The mixed image obtained by X-ray is actually a nonlinear combination of the images on both sides of the panel. The core of this study is to use modeling toFind the mapping between the final mixed pattern and each side information,With the help of some details, the X-ray signals are separated.

So their idea turns into, in a fully supervised source setting, from a training set containing mixed and individual signals (perhaps different paintings drawn by the same artist in a similar style),Let the algorithm analyze and learn the correspondence between the mixed image and the source signal.

To this end, they designed aSelf-supervised neural networks,The model learns to achieve this separation by learning how to convert an RGB image into an X-ray image, which is then “reconstructed” as a virtual image of a single panel, and then by minimizing the error of the reconstructed X-ray image and comparing the difference with the original mixed X-ray image.

Neural network architecture for converting RGB images to X-ray images

Instead of using a large amount of labeled data, the whole process uses high-resolution images (allowing the creation of a large number of input patches) and trains the network based on implicit labels.

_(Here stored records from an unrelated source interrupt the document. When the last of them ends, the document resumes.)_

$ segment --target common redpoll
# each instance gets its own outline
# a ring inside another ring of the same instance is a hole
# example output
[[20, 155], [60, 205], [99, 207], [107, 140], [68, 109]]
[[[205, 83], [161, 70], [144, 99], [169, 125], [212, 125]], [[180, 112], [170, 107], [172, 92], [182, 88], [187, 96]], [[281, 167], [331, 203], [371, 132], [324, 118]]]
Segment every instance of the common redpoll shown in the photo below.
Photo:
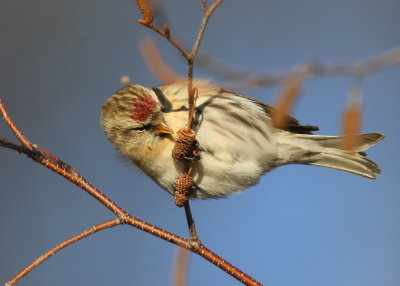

In detail, they constructedSeven-layer CNN,Each convolutional layer contains batch normalization and rectified linear unit (ReLU) activation layers. The network structure is inspired by the pix2pix structure (pix2pix uses conditional adversarial networks for image-to-image conversion). After training, the model can input mixed X-ray images and output two separate panel images.

Separation effect exceeds all other methods

The new method, applied to two separate test image sets, reproduced the individual details of Adam and Eve in the panel with far greater clarity than expected. 

Artificial Intelligence Makes Art Treasures Last Longer


Through their research, the problem of separating X-ray patterns was perfectly solved, and even the researchers did not expect that such amazing clarity could be achieved through the use of deep learning methods.

One researcher excitedly compared the process to exploration in physics: through experimental attempts, unexpected results were found that had no relevant theoretical explanation.

Next, the research team hopes to try this method on some other famous masterpieces: "We hope to see similar AI approaches help reveal other hidden features in paintings, such as discovering early hidden designs."

As for the famous "Ghent Altarpiece", I believe that with the support of AI technology, it will surely shine with its original brilliance more quickly.